The Outsider raises a question that viewers of mystery-box TV often face: Is this show good, or is it just making me curious — or both? The more I watched the new HBO crime thriller based on the 2018 Stephen King novel, debuting Sunday, the more confused I became about what exactly was happening. Yet I kept proceeding through the six episodes provided for review (there will be ten total) precisely for that reason: because I wanted to straighten out all the tangles in my brain.
I haven’t read King’s novel — adapted here by Richard Price, co-writer of The Night Of — and at this point, I’m going out of my way to avoid the details of the book’s plot, so it’s impossible for me to say how faithful The Outsider is to its source material. But I can say that what starts off as a relatively standard, well-executed crime drama eventually veers into more supernatural, King-style territory, and the two tones don’t necessarily mix well.
In the first episode, the body of a young boy, Frankie Peterson, is found in a wooded area near a Georgia suburb. Detective Ralph Anderson (Ben Mendelsohn) begins to investigate and discovers evidence, via witnesses and security-camera footage, that implicates Terry Maitland (Jason Bateman), a husband, father, and Little League coach whom Ralph knows personally. Ralph arrests Terry, who swears he didn’t kill Frankie. He does more than swear: He has an alibi that proves he wasn’t anywhere near the scene of the crime when it happened. Ralph does some more digging and, lo and behold, finds proof that Terry was indeed out of town at a work conference on the day Frankie was murdered. But there’s also proof that he was very much in town, and was even spotted covered in blood, on the day Frankie died. What is going on here?
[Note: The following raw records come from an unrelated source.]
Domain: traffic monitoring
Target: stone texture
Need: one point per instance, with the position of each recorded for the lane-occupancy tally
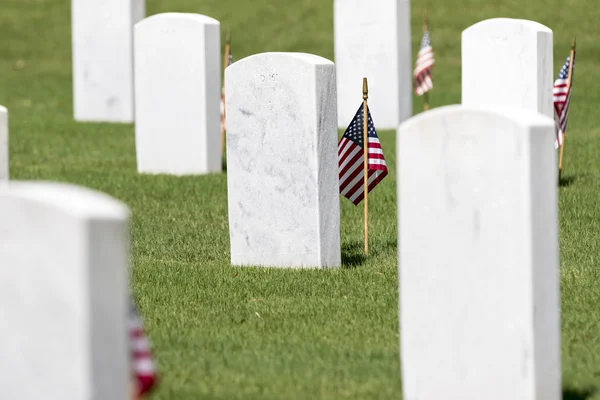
(373, 41)
(508, 63)
(3, 144)
(102, 35)
(282, 171)
(178, 90)
(63, 293)
(478, 255)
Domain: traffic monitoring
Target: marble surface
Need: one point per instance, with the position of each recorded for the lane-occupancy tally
(508, 63)
(283, 189)
(102, 40)
(63, 293)
(374, 42)
(3, 144)
(178, 92)
(478, 255)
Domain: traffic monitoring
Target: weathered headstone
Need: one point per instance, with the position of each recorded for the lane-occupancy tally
(3, 144)
(508, 63)
(178, 90)
(63, 293)
(373, 41)
(478, 256)
(102, 35)
(282, 172)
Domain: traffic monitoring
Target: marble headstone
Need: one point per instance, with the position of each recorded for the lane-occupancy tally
(178, 91)
(373, 41)
(102, 39)
(63, 293)
(3, 144)
(508, 63)
(282, 172)
(478, 255)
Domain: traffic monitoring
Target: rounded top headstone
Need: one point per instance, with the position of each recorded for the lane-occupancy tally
(517, 116)
(70, 199)
(310, 59)
(496, 23)
(175, 16)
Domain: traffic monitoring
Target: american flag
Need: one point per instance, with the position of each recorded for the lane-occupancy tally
(562, 97)
(351, 160)
(142, 362)
(425, 60)
(229, 62)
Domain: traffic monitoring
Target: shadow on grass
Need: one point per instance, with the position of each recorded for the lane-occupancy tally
(567, 180)
(353, 255)
(577, 394)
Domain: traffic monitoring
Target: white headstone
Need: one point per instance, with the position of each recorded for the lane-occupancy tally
(178, 90)
(282, 167)
(102, 34)
(373, 41)
(478, 256)
(63, 293)
(3, 144)
(508, 63)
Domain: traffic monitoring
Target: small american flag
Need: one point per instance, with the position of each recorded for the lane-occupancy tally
(425, 60)
(562, 97)
(351, 160)
(229, 62)
(142, 362)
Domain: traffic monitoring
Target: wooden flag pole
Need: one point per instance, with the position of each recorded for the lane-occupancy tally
(227, 51)
(366, 162)
(562, 148)
(426, 94)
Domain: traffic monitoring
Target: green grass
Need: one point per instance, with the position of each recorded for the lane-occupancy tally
(227, 333)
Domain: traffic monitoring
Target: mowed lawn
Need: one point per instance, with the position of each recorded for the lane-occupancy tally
(220, 332)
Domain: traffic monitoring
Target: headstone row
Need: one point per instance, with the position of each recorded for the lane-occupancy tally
(102, 39)
(478, 255)
(63, 293)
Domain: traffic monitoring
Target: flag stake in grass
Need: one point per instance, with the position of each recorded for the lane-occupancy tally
(565, 107)
(426, 95)
(366, 162)
(422, 79)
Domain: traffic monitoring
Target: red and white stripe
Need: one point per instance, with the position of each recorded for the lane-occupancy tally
(422, 73)
(351, 168)
(142, 362)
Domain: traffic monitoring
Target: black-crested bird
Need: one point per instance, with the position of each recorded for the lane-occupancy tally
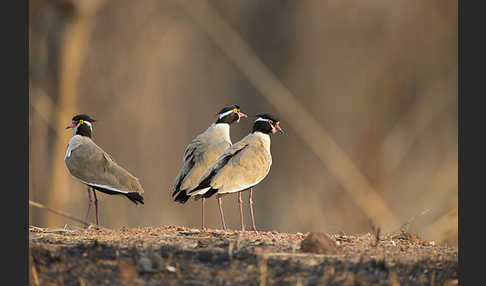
(88, 163)
(241, 167)
(203, 151)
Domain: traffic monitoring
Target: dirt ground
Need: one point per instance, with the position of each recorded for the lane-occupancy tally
(172, 255)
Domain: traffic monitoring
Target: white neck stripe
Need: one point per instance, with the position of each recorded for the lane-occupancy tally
(225, 114)
(261, 119)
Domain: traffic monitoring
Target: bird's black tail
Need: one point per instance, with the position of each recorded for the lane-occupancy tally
(182, 197)
(135, 197)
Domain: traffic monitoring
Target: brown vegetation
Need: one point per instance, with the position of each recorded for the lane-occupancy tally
(171, 255)
(367, 89)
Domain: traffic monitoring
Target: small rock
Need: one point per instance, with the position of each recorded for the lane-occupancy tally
(171, 268)
(318, 242)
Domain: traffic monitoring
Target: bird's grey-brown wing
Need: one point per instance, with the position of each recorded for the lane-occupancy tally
(198, 157)
(205, 180)
(243, 170)
(90, 164)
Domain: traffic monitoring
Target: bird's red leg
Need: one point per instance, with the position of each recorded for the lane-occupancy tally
(89, 207)
(202, 216)
(251, 209)
(221, 212)
(96, 207)
(241, 212)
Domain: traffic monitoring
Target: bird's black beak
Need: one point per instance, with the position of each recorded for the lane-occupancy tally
(72, 125)
(277, 126)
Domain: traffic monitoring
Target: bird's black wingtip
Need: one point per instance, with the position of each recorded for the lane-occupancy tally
(135, 197)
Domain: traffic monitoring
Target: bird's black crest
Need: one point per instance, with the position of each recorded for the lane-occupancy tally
(84, 117)
(268, 116)
(228, 108)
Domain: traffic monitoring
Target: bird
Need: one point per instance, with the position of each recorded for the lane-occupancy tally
(203, 151)
(88, 163)
(241, 166)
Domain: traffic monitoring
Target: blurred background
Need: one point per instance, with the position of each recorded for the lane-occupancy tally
(366, 92)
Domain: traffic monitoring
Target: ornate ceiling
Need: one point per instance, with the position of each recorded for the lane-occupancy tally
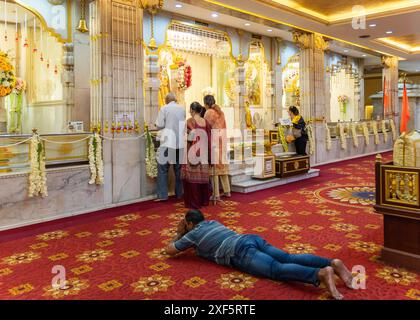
(336, 11)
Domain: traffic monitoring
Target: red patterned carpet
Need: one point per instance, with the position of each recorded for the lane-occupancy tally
(115, 254)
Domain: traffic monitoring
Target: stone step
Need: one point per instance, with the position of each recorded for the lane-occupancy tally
(253, 185)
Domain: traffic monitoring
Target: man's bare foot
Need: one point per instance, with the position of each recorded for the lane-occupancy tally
(341, 271)
(326, 276)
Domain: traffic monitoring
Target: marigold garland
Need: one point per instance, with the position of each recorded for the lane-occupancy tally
(385, 133)
(96, 164)
(365, 133)
(375, 131)
(354, 135)
(393, 129)
(282, 137)
(7, 75)
(37, 175)
(311, 139)
(151, 162)
(343, 136)
(328, 136)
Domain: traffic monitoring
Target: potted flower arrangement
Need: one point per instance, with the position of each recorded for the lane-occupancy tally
(343, 100)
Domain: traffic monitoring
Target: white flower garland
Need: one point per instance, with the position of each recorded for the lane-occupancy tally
(311, 139)
(328, 136)
(375, 131)
(385, 133)
(365, 133)
(96, 163)
(393, 129)
(354, 135)
(37, 176)
(343, 136)
(151, 162)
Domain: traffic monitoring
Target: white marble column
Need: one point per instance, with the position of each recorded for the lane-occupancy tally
(240, 114)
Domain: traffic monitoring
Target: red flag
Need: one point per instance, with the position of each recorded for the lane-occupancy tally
(386, 99)
(405, 114)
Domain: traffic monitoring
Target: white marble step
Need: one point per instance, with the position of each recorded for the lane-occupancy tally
(253, 185)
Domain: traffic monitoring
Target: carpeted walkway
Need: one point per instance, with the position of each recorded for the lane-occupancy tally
(115, 254)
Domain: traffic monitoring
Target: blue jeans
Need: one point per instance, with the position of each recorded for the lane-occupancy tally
(255, 256)
(174, 157)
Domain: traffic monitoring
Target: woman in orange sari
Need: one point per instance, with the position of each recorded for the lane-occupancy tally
(220, 166)
(195, 168)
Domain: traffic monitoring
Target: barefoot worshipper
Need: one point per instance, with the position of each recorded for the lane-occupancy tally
(253, 255)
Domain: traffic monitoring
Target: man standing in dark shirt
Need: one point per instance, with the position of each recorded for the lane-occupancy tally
(252, 254)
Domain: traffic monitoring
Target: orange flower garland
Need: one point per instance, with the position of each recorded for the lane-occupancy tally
(7, 75)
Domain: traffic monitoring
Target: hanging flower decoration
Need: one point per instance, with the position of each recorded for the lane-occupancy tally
(7, 75)
(96, 163)
(343, 101)
(209, 91)
(328, 136)
(393, 129)
(311, 138)
(343, 136)
(37, 175)
(151, 162)
(283, 140)
(375, 131)
(365, 133)
(384, 132)
(184, 76)
(354, 135)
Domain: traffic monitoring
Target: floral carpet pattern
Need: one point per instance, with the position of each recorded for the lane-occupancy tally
(116, 253)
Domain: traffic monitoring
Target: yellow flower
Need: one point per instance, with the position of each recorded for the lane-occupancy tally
(364, 246)
(94, 255)
(300, 248)
(24, 288)
(70, 287)
(128, 217)
(153, 284)
(396, 276)
(345, 227)
(236, 281)
(195, 282)
(109, 285)
(288, 228)
(54, 235)
(20, 258)
(82, 269)
(413, 294)
(111, 234)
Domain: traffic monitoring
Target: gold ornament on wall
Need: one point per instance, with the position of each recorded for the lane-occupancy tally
(153, 6)
(82, 27)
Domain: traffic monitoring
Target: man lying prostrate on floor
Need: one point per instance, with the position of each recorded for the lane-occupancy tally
(252, 254)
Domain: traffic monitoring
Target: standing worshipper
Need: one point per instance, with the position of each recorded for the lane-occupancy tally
(171, 122)
(219, 166)
(195, 167)
(300, 137)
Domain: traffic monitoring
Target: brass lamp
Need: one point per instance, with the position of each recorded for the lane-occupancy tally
(153, 6)
(82, 27)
What is going on here becomes an even more sweeping, relevant question as The Outsider funnel-clouds into something larger and more ominous. Why does Terry’s younger daughter, now under the care of his angry wife and suddenly single mother, Glory (Julianne Nicholson), keep seeing visions of a man with blurry facial features at night? We learn that Ralph and his wife, Jeannie (Mare Winningham), lost their only son not long ago, but what were the circumstances of his death and how, if at all, do they relate to the Peterson case? Also, why, exactly, do the federal officers lurking around the edges of the action wear jackets that read GBI instead of FBI?
Those are just skims off the surface layer of The Outsider, which gets even more unruly once Cynthia Erivo enters the picture as Holly Gibney, a private investigator who’s on the autism spectrum and has some extrasensory-perception skills that guide her toward fresh intel. Holly is a recurring character in King’s fiction, and if Erivo weren’t portraying her, she might seem unbelievably silly. Thankfully, Erivo is playing her and imbues Holly’s robotic demeanor with a sense of welcome understatement that isn’t always in the arsenals of actors who play these kinds of characters. Erivo’s eyes aren’t always focused, but they’re definitely alive, windows into a brain where synapses are firing at all times. I may not always buy into the plot machinations that involve Holly or some of the decisions she has been scripted to make, but I believe she could exist as a person in the real world.
That’s true of the entire cast, which shouldn’t be a surprise given the names dropped in this review already. As the central figure consumed with guilt and obsessed with the Maitland case, Mendelsohn is superb. In every scene, no matter what emotions he’s actively navigating, he drops his head and shoulders in a way that conveys just how exhausted Ralph is: exhausted with grief, with overwork, and with trying to hold in his feelings. He does an awful lot while doing what looks like a little. That’s true of every supporting player around him, including, among others, Nicholson, Winningham, Bateman (who directed the first two episodes), and Bill Camp, who plays the Maitlands’ lawyer.
The problem with The Outsider is it begins as a relatively contained mystery that’s based in reality but gradually spins into a story with broader supernatural and mythical implications. The building sense of foreboding is effective at times. Conversations are frequently shot through doorframes and from long distances, implying that someone or something is watching what’s happening from afar. The gray hues and the production details, including sketches of the aforementioned Blurry Face Man, add a creepiness factor that keeps the viewer primed for something awful to happen.
But the show keeps adding so much information about other crimes that may be related to Frankie’s death, as well as side plots about other players in its large ensemble, that it becomes hard to keep everything straight. It feels like Price had a firm grip on this story at first but, as he added to it, it started to slip through his fingers like wet clay whipping around on a pottery wheel without firm hands to shape it. The Outsider maintains a very strong The Night Of (not shocking) and True Detective vibe throughout that suggests it has something deeper to say — but for the life of me, I can’t figure out what that is yet.
And yet I still want to see how The Outsider resolves itself, simply because I’m not sure how it fully can. As a consumer of stories, I am capable of believing in anything. Hell, a month ago on this very same premium-cable network, Watchmen had me believing that Robert Redford was president and that tiny squid can fall from the sky. But the bizarre is believable only when the storytelling behind it is so authoritative and in control that there are no cracks into which doubt or mistrust can seep. There are a lot of cracks in The Outsider, and not even the glue provided by great acting and skilled directing can completely fill them.